En plénière

L’Europe encadre l’usage des antibiotiques dans les élevages



La Commission, le Parlement et le Conseil européen ont trouvé hier soir un accord provisoire concernant le nouveau Règlement sur les médicaments vétérinaires, qui s’attaque notamment à l’abus d’antibiotiques dans les élevages.

« C’est un grand pas pour la santé publique » a salué Françoise Grossetête, rapporteur du texte au Parlement européen, avant d’expliquer : « en effet, au-delà des éleveurs ou propriétaires d’animaux, l’utilisation des médicaments vétérinaires nous concerne tous car elle a un impact direct sur notre environnement et notre alimentation, bref, sur notre santé ».

« Grâce à ce texte, nous pourrons réduire la consommation d’antibiotiques dans les élevages, source importante de résistances qui se transmettent ensuite chez l’Homme.

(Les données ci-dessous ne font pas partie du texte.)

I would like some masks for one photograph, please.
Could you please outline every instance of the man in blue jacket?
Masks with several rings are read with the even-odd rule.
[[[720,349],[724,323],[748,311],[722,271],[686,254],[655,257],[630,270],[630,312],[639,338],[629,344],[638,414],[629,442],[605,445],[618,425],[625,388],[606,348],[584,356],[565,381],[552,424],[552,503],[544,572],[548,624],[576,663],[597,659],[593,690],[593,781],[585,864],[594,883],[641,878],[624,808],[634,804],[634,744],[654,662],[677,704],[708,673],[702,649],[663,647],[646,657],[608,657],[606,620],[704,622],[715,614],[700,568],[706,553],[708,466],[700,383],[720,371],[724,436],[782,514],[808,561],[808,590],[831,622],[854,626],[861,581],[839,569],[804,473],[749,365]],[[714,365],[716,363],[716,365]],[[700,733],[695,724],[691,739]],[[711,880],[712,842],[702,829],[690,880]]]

Or la résistance aux antibiotiques est une véritable épée de Damoclès, qui menace de renvoyer notre système de santé à l’époque du Moyen-Age » a déclaré la députée.

Le texte prévoit notamment de restreindre l’usage préventif des antibiotiques en médecine vétérinaire et de dresser une liste d’antibiotiques « critiques » qui seront réservés à la médecine humaine.

Par ailleurs, il impose la réciprocité des standards européens en matière d’utilisation des antibiotiques, pour les denrées importées : « c’est une victoire pour le Parlement européen.

Nos partenaires commerciaux qui veulent continuer à importer vers l’Europe devront eux aussi, par exemple, interdire l’utilisation d’antibiotiques comme facteurs de croissance ».

« Un exemple concret de l’Europe qui protège » selon Françoise Grossetete, pour qui « nous ne pouvons plus continuer à imposer aux éleveurs européens des normes que nos partenaires ne respectent pas. Il est temps pour l’Europe de se faire entendre et de prendre concrètement le leadership mondial en matière de lutte contre l’antibioresistance.